There is a lot about me that no one will probably ever find out. There are things I am shameful of that I have done as well as some things that could quite possibly have changed someone’s world. My writing has fallen off in the past many years. There wasn’t an exact time or place; it has been a gradual change in emotion as I write what’s in my heart. I saw an awesome slogan for Starbucks today… It struck a nerve with me and refreshed some feelings I have been oppressing lately. “This is what coffee tastes like when you pour your heart into it”. It is true for everything in this life. I am sickened sometimes at the lack of heart that people put into this life. Normalcy fills our hearts with content and we forget about everything amazing that could happen at the tip of our fingertips, or our tongues. We settle for second best (or third or fourth) and we make ourselves OK with that. I am in fact guilty of that which I bitch and moan about but I’m trying to address it, if even to myself as an avenue for a more positive outcome. I find myself always waiting for someone else… No matter what it is. If I were to ask my closest friends to change the world with me they would, except they need to make a few phone calls before they leave their ez-chairs. Metaphorically speaking that is. I am therefore forced to wait upon them or simply go it alone. Well, ya know what? It’s really fucking boring to go alone in this world. I say good riddance to the nay-sayers and ‘peace out’ to the ones that are scared to get up and move. It is a long road for sure and I have nothing to show for what I am doing in my life but at least I am doing it… albeit alone...
I have shared a few insights of my life to some people. There is still a lot I haven’t shared. What is it? Well, words can only express so much. Actions merely speak louder than the words that express so much. The insatiable fire that lies within us will tell the story of a thousand lifetimes. Then again, the dying embers that lie within some of us will tell a story of fantastic lives pushed aside for the sake of weakness and sorrow. Some of us chase the dreams of celebrities and debutantes without fully understanding what it is we are chasing. Some say giving your life to charity is performing ‘gods work’… I say, giving too much to charity is allowing someone else to be lazy. Give what you can to others but do not forget that there is an ultimate place we are all trying to go. We can be going to Heaven or Hell or even Never Never Land… regardless of our final destination we shouldn’t forget the fundamentals of why we are living the life we barely understand. All too many times we ignore the opportunities that present themselves regardless of how bad we think the timing is. This life we live is not for ourselves, it is for others… Others that we may not even know yet. We shall act upon our instinct and our heart rather than rationale. We have all rationalized ourselves into normalcy and complacency at one time or another. Stop that shit already…

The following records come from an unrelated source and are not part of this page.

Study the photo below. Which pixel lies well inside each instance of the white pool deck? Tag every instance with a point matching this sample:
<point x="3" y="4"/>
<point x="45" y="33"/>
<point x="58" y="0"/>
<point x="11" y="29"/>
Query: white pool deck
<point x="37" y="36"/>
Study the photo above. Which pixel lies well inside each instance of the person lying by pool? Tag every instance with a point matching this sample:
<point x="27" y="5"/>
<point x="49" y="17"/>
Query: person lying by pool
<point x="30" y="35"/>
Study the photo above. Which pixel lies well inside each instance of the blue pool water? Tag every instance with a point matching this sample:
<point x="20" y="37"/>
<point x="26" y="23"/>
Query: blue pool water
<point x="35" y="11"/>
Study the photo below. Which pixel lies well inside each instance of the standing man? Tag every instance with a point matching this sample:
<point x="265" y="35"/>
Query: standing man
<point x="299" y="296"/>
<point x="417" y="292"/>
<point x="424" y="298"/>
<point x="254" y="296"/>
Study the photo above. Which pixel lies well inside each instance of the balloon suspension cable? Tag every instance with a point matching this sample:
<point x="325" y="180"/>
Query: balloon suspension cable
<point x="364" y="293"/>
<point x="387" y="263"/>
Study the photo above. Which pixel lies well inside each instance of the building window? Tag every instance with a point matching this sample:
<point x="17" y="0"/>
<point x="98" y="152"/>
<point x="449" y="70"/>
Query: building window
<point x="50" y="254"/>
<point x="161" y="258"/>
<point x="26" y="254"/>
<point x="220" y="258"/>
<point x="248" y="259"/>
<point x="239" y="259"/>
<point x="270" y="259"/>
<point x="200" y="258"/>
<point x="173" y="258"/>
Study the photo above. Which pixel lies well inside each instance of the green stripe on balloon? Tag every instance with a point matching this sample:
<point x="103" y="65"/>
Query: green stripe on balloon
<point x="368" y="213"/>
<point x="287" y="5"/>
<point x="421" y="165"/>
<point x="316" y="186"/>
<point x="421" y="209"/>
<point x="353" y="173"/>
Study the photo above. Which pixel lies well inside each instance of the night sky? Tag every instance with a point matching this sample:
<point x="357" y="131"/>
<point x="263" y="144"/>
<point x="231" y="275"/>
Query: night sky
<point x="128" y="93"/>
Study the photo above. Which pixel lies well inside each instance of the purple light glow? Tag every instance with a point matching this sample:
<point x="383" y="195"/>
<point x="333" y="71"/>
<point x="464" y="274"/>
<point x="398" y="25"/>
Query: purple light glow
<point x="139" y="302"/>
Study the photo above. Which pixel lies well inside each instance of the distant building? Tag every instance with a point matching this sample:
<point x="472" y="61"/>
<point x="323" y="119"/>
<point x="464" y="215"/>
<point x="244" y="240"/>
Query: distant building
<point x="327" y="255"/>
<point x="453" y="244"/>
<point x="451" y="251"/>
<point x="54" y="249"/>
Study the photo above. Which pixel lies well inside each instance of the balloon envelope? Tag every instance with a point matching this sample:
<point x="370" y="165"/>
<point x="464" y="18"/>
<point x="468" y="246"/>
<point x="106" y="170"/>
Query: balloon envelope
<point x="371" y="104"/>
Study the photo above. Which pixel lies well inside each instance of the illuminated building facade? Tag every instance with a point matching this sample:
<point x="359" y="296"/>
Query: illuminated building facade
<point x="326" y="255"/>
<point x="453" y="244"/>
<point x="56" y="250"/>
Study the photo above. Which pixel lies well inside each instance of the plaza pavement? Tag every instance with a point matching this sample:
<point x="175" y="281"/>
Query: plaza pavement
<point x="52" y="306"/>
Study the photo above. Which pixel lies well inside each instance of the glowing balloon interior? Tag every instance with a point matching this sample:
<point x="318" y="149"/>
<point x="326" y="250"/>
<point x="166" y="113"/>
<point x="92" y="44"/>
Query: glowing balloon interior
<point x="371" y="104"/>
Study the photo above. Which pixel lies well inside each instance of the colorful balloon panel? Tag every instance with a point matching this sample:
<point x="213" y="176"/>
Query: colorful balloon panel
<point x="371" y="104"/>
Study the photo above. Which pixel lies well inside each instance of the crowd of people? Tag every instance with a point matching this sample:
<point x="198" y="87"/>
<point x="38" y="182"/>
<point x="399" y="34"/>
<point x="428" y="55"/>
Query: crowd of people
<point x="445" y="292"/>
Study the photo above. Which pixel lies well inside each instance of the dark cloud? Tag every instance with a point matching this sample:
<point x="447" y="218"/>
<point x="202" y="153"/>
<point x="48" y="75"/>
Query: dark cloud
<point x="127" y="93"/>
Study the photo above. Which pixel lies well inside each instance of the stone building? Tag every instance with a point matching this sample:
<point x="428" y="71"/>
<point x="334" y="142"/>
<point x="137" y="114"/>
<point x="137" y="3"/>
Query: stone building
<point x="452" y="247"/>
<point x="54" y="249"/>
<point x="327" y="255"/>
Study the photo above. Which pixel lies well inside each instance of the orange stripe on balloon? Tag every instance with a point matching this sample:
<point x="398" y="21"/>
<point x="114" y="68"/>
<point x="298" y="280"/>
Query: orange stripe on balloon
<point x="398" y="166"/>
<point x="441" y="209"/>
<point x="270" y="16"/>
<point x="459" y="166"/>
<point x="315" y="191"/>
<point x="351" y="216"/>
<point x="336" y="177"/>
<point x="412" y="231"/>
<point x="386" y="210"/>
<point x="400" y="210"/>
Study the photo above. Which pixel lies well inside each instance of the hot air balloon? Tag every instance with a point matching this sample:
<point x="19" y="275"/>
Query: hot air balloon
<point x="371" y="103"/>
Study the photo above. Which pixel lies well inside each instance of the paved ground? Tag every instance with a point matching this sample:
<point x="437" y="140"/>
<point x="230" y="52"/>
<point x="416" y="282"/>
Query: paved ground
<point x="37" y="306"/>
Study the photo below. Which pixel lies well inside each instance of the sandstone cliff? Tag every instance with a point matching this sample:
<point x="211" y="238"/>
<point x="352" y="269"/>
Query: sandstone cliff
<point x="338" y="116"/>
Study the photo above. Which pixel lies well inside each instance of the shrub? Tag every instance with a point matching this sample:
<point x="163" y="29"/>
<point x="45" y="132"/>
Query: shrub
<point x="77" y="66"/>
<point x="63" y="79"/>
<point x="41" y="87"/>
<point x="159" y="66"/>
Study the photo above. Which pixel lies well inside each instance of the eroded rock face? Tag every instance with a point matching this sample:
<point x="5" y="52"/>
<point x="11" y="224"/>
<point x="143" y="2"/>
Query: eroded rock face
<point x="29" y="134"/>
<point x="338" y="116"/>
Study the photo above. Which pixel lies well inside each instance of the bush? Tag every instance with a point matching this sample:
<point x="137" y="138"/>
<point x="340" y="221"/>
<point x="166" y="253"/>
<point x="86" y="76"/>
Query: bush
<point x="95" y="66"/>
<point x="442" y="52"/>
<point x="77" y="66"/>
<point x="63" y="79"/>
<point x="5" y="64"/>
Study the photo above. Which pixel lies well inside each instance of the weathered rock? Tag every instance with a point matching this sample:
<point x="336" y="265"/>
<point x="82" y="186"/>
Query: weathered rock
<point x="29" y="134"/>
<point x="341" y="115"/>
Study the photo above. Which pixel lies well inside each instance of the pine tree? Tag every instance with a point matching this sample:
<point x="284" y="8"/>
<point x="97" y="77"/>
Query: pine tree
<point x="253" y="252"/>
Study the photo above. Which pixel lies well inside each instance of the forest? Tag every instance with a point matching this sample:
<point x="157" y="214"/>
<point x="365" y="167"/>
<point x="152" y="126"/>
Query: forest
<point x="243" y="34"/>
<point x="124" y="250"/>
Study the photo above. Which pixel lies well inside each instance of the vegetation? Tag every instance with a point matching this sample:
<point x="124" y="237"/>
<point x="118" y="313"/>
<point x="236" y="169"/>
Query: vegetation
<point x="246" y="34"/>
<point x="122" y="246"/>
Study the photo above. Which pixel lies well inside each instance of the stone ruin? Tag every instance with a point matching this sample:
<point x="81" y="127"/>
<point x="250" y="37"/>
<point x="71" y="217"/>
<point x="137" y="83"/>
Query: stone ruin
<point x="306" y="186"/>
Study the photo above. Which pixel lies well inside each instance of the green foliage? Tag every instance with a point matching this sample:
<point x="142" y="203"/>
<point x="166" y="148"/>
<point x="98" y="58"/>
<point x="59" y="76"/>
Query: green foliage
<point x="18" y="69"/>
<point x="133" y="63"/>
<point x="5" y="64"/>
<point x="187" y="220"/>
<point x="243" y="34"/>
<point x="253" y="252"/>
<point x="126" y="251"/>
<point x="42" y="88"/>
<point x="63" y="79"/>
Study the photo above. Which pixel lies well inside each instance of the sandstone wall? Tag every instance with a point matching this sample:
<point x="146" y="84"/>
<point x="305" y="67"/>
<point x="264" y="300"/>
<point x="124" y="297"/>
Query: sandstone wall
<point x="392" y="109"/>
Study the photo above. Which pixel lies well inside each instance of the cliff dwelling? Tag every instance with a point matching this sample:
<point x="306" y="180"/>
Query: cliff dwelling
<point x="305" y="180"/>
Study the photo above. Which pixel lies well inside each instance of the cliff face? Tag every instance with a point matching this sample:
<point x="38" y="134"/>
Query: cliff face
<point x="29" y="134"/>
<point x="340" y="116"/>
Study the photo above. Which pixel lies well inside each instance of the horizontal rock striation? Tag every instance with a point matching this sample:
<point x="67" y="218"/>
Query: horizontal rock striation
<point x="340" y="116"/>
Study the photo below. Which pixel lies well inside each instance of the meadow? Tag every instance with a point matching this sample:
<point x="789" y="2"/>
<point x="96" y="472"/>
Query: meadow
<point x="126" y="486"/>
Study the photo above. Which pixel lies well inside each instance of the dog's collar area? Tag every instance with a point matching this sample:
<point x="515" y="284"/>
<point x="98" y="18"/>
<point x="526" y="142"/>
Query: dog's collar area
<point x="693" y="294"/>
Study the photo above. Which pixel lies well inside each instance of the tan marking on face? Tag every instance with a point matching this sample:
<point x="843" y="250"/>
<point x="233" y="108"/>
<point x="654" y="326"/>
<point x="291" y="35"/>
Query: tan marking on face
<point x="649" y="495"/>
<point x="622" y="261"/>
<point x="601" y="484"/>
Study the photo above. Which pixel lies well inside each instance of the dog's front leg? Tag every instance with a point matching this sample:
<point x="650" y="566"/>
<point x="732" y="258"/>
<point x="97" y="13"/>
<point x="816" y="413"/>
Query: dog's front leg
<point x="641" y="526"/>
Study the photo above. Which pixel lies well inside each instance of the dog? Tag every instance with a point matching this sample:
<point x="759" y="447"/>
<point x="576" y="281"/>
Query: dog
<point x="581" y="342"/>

Get some rest… Tomorrow is a new day… we all have a book to write. Though many people could care less what’s in their book, I care what’s in mine. I would however like to be mentioned in someone else’s book at least seventeen times that is…
As for anyone that I walk with in this world, it’s ok if you go your separate way… If you don’t like it when things are bad, well then I guess you probably wouldn’t appreciate it when things are good. I have never taken a soul for myself. I have however, seen and felt what it means to have someone do everything possible to bear their entire soul to me because they knew I would take care of it when they gave it to me. Problem is, they were afraid of what was next. They had no idea what was next. It’s funny how history repeats itself over and over again. Part of me expressing my feelings here are an attempt to figure out what the hell I am missing.
My silence in person is not entirely a social defect. It is my awareness to myself that certain words and conversations are a waste of time and an insult to careful navigation through this life. I am not implying that any one person in my life has wasted my time but certain avenues that are taken with conversations are pointless. If not to others, to me. I have no need to be pandered. If you don’t agree with the business we are partaking in, then fucking tell me damnit. If you’re not sure what my reaction will be, don’t pussyfoot around… either tell me and get it over with or move on with your bad self. And by all means, do not try to make me feel guilty. I’m having a hard enough time erasing all the games in my life that are played with guilt. It is one of the most terrible emotions to have.
Once again I have managed to accomplish nothing by writing all of this except for a reflection piece a few years down the road so I can ask myself “What the fuck was that?”